Nine practical remedies for acquirers

Among the practical remedies for acquirers in the prototypical “mediocre” deal, where payouts to common stockholders appear meager and/or a management carveout plan exists, are these:

  • Ask about and understand management carveout plans and any similar bonus plans that either are transaction-based or may be business-based but may appear unusually lucrative and de facto transactionally linked.
  • Review any other arrangement that re-allocates the transaction proceeds from a traditional liquidation payout, with particular focus on the terms, and equally importantly, the target’s governance and notice procedures, for any bridge financing with a change-of-control preference, or any pay-to-play investment round.
  • Skeptically probe and ask questions about both “price” and “process.” Board minutes are likely over-generalized and uninformative. Even if a target demurs to discuss its specific price situation, emphasize the whitewater created by Trados and push a target that has adopted a management carveout plan or other reallocation of liquidation proceeds to justify its sale from a process standpoint.
  • How does the target justify not having a special committee of board members who are entirely unaffiliated from preferred stockholders? A target should avoid sale deliberations involving board members who are conflicted, either directly as partners of a VC firm, or, as the facts in Trados demonstrate, indirectly through other business relationships with preferred stockholders. Such a special committee can be formed using third parties specifically hired for such a task.
  • How does the target justify not having a “majority of the minority” stockholder vote – that is to say, a vote of a majority of the stockholders who are not affiliated with the “advantaged” stockholders? Delaware courts have specifically indicated that having a special committee and a majority of the minority vote would serve to prevent an “entire fairness” shift in the burden of proof from any plaintiff to director defendants.
  • Consider additional specific representations and warranties as part of uncapped/zero basket fundamental representations related to the board having fulfilled its fiduciary duties, and consider personal certification by board members. Realize that this latter part may be viewed as insulting and as untenable legal risk – but the discussion at least forces the issue.
  • Mandate D&O tail coverage and diligence on the exact policy that is obtained to evaluate its coverage, including Side A coverage for directors. Confirm with the target that no side agreements exist to reimburse directors who are found to have breached their duty of loyalty.
  • Evaluate keeping some valuation powder dry by holding back a percentage of expected valuation from preliminary valuation discussions with a target, understanding that a certain additional percentage of value may be necessary for post-closing to incent employees who may not receive significant management carveout/bonus arrangements if a board is wary of creating increased Trados-like scrutiny.

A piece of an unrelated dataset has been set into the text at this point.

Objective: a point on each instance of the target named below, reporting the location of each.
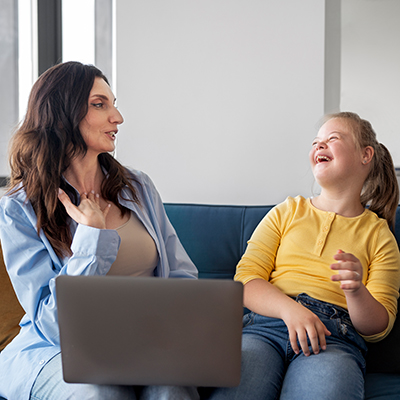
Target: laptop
(150, 331)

Focus any post-closing employee incentives as forward looking: Understand that rich post-closing equity or bonus plan incentives for continuing target employees may create the appearance of colluding with a target’s board to deny common stockholders merger consideration. Structure such incentives to be forward looking, either through time-based vesting or use of performance goals that are measured from post-closing and thus do not appear to reward pre-closing service (at the expense of money that would otherwise go to common stockholders).